Caroline Schermerhorn Astor, known in her lifetime and long after as the Mrs. Astor, died in 1908 in the double mansion that occupied most of the block on Fifth Avenue between 65th and 66th Street, which she shared with her son and his family. She was 78.
In her dotage, around the turn of the 19th/20th century, Lina Astor (as she was known to friends) had become isolated by her failing mind. Her son John Jacob Astor IV and her grandson Vincent looked after her, allowing her to live in the splendor to which she had long been accustomed with a staff and caregivers who accommodated her whims which included her “entertainments,” all a charade, of course. Vincent, who was in his mid-teens at the time, was often the only other family member in residence, and was solicitous and sympathetic about his grandmother’s failing mental health.
A century later, Vincent’s widow, Brooke Astor, now in her 104th year, is at the center of a scandalous controversy over the quality of her care. She is unaware of any of this, according to reports, because she is suffering from Alzheimers. But her grandson, Philip Marshall, has accused his father, Mrs. Astor’s son, Anthony Marshall, of basically depriving Mrs. Astor of the finest care her fortune could allow, while also implying that the Astor millions are being used to enhance his father’s lifestyle.
Utter neglect of the aged and infirm is not an uncommon story, although rarely discussed or addressed: they are easy and frequent targets for deprivation and other cruelties, and often by members of their own families, including their children.
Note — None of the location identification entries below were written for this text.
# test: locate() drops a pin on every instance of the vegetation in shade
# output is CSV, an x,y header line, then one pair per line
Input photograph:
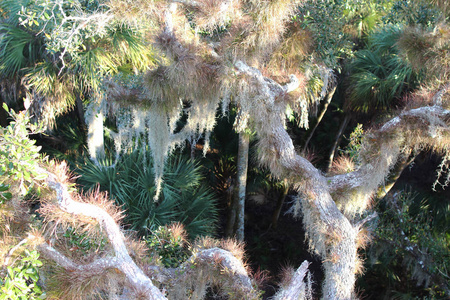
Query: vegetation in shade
x,y
379,74
130,182
168,245
410,256
18,157
21,280
55,56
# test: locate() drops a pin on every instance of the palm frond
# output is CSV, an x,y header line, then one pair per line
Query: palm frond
x,y
13,44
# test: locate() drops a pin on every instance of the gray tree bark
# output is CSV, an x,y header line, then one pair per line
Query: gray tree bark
x,y
242,169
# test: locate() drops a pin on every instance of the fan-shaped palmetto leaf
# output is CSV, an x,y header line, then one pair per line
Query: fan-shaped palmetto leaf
x,y
379,74
10,10
130,182
14,43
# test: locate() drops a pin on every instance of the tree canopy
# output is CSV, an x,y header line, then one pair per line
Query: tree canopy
x,y
159,70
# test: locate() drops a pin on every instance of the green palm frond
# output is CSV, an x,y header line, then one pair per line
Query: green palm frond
x,y
379,74
130,182
384,41
11,8
41,77
14,42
Resentments harbored over generations are activated late in life sometimes explain the circumstances, and the elder generation has no recourse but to take what they get. That may or may not partly explain Mrs. Astor’s dilemma, although it’s only a guess.
The great irony, if the accusations have any truth, is that Mr. Marshall’s birth father J. Dryden Kuser, who was Mrs. Astor’s first husband (they married when she was 17) was, in her words, a sadist who was frequently physically abusive toward her and she divorced him after a little more than ten years of marriage.
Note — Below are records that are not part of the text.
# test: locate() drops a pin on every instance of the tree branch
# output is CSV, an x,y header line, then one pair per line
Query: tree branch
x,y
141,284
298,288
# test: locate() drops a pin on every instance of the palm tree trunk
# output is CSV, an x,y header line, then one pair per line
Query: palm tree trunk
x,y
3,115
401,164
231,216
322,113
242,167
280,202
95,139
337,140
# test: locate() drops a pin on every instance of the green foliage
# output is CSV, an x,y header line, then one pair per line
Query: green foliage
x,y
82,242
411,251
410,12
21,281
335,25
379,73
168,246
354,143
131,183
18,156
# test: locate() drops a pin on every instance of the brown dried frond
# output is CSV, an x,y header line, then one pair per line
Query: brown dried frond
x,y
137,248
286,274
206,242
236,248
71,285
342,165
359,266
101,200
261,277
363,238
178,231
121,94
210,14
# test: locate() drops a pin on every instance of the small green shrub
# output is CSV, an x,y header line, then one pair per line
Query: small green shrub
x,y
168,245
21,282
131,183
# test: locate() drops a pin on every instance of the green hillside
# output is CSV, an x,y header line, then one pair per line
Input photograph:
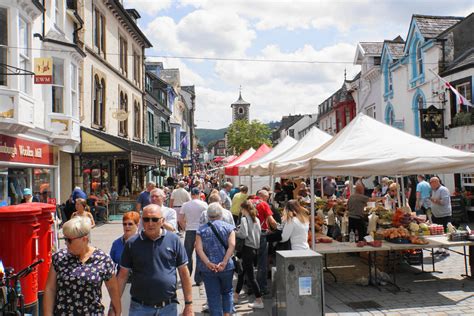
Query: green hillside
x,y
207,135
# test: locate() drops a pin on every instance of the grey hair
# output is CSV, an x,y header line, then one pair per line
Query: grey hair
x,y
77,226
214,211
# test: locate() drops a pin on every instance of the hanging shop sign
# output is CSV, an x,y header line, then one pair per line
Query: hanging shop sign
x,y
43,70
164,139
14,149
432,122
94,144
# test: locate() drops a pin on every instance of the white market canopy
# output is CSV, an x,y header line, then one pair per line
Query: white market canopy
x,y
314,139
368,147
279,149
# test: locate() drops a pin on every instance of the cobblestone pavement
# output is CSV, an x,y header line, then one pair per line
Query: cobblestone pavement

On Wednesday, the allegations of abuse and neglect came to light when Philip Marshall petitioned the court to remove his father as his grandmother’s guardian and appoint Annette de la Renta, a longtime close friend of Mrs. Astor, in his place. That day, Justice John Stackhouse of the New York State Supreme Court granted an order appointing Mrs. de la Renta guardian and JPMorganChase in charge of her finances.
The question everyone was asking: were the charges true? Was Mr. Marshall neglecting his mother’s best interests while enriching himself with the Astor millions? Mr. Marshall said he is "shocked and deeply hurt by the allegations against me, which are completely untrue." For those close to the situation, it is obviously not a new story. Mrs. de la Renta as well as David Rockefeller and Henry Kissinger, all old and close friends of Mrs. Astor, had supplied affidavits supporting Philip Marshall’s petition for a change in guardianship. None is inclined to make decisions based on paltry evidence.